Im Hotel werden sie Opfer einer Überängstlichkeit einer italienischen Fürstin, die die letzten Reste eines Keuchhustens der deutschen Kinder für hoch ansteckend hält. Statt sich in ein Nebengebäude umquartieren zu lassen, ziehen die Deutschen es vor, sich in der Pension Angioleri einzuquartieren, wo die Atmosphäre erfreulicher ist.

Mehrmals denkt man an Abreise, setzt sie aber nicht in die Tat um.

Ein Zauberer mit unglaublichen Fähigkeiten

Schließlich besuchen sie den Kindern zuliebe die abendliche Vorstellung eines Zauberkünstlers, eines gewissen Cipolla (zu Deutsch: Zwiebel). Die Schilderung dieser Vorstellung umfasst zwei Drittel der Erzählung.

Cipollas Veranstaltung ist denn auch wahrlich schildernswert: Der Mann ist nämlich kein normaler Zauberer, sondern ein Hypnotiseur mit unglaublichen Fähigkeiten.

Dabei stellt er eine wenig einnehmende Erscheinung dar, bucklig, mit „splitterigen“ Zähnen, ständig billige Zigaretten rauchend und einen Cognac nach dem anderen hinunterkippend. Diese Stimulantien braucht er, um die „Leiden“ durchzustehen, die ihm der Auftritt bereitet. Cipolla sieht die Sache nämlich aus seinem persönlichen Blickwinkel: Nicht die von ihm zu grotesken Taten gezwungenen Hypnose-Opfer sind die Leidenden, sondern nur er, der Zauberkünstler selbst.
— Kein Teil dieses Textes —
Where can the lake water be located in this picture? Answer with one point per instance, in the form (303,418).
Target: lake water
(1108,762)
Er lässt gleich zu Beginn einen vorlauten jungen Mann dem Publikum die Zunge herausstrecken. Später rekrutiert er eine ganze Truppe von „Freiwilligen“ aus dem Publikum und lässt sie unablässig auf der Bühne „tanzen“. Cipolla erweist sich als telepatisch begabter Errater von gezogenen Spielkarten oder Errechner der Summe willkürlich vom Publikum genannter Zahlen. Das errechnen wäre noch nicht erstaunlich, sehr wohl ist es aber die Tatsache, dass Cipolla das Endergebnis schon vorher verdeckt auf einer Tafel auf der Bühne notiert hat und sie am Ende aufdeckt: Er hat schon vorausgewusst, was ihm das Publikum für Zahlen nennen wird… Dergleichen Erstaunlichkeiten hat Cipolla noch eine ganze Reihe auf Lager.
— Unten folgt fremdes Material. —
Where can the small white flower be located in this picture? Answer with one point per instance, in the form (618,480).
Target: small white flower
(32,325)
Ist der Zauberer Mussolini?

Natürlich ist man versucht, die Erzählung zu deuten, z. B. als versteckte Darstellung des faschistischen Italien mit Cipolla als Mussolini, der alle hypnotisiert. Wie ich meinen Büchern über Thomas Mann entnehme, sind sich die Interpreten allerdings nicht ganz einig, inwieweit so eine Interpretation schon von Thomas Mann intendiert sein konnte. Er selbst hat jedenfalls mehrmals gesagt, die Erzählung sei nicht primär als politische Satire gedacht gewesen.
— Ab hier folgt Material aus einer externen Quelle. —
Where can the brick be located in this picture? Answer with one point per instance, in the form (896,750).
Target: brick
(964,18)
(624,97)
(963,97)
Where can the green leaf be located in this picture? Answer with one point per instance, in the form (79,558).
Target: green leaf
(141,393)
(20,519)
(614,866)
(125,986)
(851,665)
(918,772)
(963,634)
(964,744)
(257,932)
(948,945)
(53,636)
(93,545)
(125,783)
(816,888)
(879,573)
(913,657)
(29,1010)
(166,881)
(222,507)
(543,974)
Trotzdem hat man sie natürlich als Allegorie auf den Faschismus in Italien verstanden, mit dem Zauberer als Verführer, aber auch vor allem mit einem nur allzu willigen Publikum, das sich aus allen Schichten zusammensetzt und auch Ausländer umfasst – wie die Familie des Erzählers, der aber offenbar der einzige ist, der Cipolla kritisch sieht. Andere, zum Beispiel eine Engländerin, reißen sich geradezu darum, bei Cipollas Kunststücken mitmachen zu dürfen.

Die Macht des Künstlers

Neben der politischen Interpretation gibt es auch noch jene, die Cipolla als Künstlerfigur auffasst. Der verwachsene, von der Natur benachteilgte Künstler Cipolla erlangt durch seine „Kunst“ ungeahnte Macht über sein Publikum. Diese Interpretation hat allerdings den Nachteil, auf den ersten Teil der Erzählung kaum anwendbar zu sein, wo Cipolla noch überhaupt keine Rolle spielt, sondern nur das faschistisch aufgeheizte Klima in Italien dargestellt wird.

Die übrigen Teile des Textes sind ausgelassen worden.